Sa relation avec « Le Grand Marin » laisse entrevoir la possibilité de se poser, de vivre en couple dans une maison, d’avoir peut-être un enfant. Mais à travers cette relation, on sent surtout le besoin farouche de Lili d’être libre, de ne pas avoir de contraintes personnelles, d’attaches. Vivre dans une maison l’insupporte comme lorsqu’elle passe quelques jours de congés avec Jude chez un couple d’amis de celui-ci, qui mènent une vie « normale » : deux enfants, une jolie maison, des métiers stables. Lili s’ennuie, étouffe…elle aime être avec des marginaux, être sur la route, dormir dans des voitures, ne rien devoir à personne. Pourtant ce n’est pas une zonarde, elle travaille, et dur, a une conscience professionnelle et respecte les règles à bord, ne boit pas sur le bateau contrairement à d’autres, a des projets et des buts. Elle est juste éprise de liberté.

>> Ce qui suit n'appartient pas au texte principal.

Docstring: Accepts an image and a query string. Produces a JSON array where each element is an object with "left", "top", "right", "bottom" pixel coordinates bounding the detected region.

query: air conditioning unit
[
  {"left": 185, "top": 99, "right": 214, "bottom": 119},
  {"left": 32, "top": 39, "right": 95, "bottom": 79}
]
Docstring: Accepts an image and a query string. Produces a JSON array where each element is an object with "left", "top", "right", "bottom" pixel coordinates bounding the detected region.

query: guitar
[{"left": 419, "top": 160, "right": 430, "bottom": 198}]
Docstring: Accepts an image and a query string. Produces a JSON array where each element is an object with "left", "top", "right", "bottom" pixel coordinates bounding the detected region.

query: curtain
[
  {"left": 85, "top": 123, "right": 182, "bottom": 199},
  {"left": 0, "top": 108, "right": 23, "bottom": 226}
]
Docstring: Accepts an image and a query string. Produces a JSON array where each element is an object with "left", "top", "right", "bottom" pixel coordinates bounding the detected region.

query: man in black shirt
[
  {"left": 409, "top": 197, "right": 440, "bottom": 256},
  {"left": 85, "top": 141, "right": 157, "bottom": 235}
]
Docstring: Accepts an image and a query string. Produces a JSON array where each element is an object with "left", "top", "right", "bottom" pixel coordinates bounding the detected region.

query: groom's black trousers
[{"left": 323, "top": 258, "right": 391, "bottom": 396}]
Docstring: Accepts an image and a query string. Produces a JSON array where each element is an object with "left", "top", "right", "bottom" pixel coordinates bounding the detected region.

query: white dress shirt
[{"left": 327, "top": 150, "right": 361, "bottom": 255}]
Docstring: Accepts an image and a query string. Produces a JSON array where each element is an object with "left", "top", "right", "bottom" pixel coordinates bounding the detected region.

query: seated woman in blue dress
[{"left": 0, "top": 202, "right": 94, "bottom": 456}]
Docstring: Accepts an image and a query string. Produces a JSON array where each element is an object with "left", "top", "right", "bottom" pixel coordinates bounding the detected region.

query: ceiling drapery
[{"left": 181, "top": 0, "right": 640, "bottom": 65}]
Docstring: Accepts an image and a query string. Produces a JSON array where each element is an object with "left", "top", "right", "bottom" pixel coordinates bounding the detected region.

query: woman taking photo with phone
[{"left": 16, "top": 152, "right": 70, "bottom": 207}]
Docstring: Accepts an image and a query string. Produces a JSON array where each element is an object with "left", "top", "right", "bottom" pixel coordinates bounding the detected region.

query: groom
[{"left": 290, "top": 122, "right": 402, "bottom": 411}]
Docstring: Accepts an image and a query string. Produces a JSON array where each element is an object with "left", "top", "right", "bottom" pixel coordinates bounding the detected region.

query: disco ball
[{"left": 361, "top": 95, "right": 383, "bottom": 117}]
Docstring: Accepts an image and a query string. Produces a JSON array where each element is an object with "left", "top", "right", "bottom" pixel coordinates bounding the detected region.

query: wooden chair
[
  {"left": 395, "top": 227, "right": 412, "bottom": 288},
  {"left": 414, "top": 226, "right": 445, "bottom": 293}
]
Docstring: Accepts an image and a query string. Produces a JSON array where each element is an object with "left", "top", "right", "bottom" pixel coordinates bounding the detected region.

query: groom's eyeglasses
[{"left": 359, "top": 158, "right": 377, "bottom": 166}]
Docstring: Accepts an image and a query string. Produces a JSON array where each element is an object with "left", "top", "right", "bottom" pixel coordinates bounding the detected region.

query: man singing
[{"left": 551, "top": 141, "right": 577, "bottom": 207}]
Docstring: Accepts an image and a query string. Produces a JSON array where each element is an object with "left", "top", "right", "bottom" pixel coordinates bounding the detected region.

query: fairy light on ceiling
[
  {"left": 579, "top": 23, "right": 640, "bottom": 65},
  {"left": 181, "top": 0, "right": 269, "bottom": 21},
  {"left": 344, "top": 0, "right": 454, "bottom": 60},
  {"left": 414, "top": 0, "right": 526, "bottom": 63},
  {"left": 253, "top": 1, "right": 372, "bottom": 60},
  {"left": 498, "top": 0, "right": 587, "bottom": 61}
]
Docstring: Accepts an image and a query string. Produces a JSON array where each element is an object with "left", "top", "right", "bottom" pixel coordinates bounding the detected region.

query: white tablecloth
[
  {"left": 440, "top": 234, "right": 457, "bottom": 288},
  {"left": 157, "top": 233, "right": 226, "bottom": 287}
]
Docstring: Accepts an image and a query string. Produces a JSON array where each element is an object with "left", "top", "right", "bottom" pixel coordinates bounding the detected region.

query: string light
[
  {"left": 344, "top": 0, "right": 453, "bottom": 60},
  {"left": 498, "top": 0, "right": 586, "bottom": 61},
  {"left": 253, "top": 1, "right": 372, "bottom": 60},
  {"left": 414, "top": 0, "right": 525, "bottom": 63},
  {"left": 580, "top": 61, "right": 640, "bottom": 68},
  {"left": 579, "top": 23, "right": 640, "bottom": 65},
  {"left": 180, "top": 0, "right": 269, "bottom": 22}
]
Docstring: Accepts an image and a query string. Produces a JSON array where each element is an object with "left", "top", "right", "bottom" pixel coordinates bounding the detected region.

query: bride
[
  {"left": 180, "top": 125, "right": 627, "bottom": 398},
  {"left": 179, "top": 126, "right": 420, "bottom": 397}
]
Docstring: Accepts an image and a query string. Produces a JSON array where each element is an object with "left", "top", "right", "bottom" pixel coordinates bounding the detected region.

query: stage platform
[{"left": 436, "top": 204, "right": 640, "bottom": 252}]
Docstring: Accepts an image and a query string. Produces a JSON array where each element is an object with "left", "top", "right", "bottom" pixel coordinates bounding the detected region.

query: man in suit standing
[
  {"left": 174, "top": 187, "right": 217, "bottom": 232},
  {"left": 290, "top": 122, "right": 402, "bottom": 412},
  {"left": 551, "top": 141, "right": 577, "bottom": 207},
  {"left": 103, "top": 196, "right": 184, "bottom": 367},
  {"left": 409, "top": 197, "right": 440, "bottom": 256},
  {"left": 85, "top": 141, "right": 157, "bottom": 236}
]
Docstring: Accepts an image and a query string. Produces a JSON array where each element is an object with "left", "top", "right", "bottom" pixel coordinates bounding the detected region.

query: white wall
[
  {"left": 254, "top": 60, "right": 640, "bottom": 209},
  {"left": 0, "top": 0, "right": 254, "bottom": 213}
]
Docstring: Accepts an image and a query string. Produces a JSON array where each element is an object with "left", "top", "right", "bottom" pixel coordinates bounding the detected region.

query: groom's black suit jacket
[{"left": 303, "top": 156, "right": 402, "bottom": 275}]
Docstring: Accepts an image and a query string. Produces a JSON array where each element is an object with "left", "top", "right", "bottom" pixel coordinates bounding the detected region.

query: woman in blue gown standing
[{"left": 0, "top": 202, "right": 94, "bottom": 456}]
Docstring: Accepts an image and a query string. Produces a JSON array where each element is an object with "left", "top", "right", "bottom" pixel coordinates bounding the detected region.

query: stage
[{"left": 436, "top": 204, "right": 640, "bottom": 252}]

J’ai été très agréablement surprise par la plume de Catherine Poulain qui sait très bien créer des atmosphères, décrire des situations, créer des personnages très incarnés. A travers ses descriptions on accompagne vraiment Lili, sur le bateau ou à terre. Difficile de ne pas s’attacher à la jeune femme qui veut vivre d’une certaine manière et s’en donne les moyens, sort en permanence de sa zone de confort, se met en danger, se fait respecter dans un milieu où elle est à la fois femme, étrangère et novice. J’ai lu dans certains billets que le récit tournait parfois en rond, et effectivement c’est le cas, mais je pense que cela dépeint bien la routine de la pêche mais aussi l’état d’esprit de certains personnages rencontrés voire même parfois de Lili quand ils sont à terre : des journées sans vrai but, à boire et à attendre un bateau ou une nouvelle campagne de pêche, à parler de projets qui ne se réaliseront sans doute pas car les hommes sont trop accros à la pêche, envisagent de tourner la page pour s’installer dans un autre Etat en rejoignant femme et enfants, en achetant une maison, mais rempilent indéfiniment. « Le Grand Marin » de Catherine Poulain est un très beau premier roman, et un superbe portrait de femme. Vu toutes les expériences qu’a vécues l’auteure – au choix employée d’une conserverie en Islande, barmaid à Hong Kong, bergère dans les Alpes, viticultrice dans le Médoc…et je pense que la liste est non exhaustive… – j’ai hâte de lire son prochain roman!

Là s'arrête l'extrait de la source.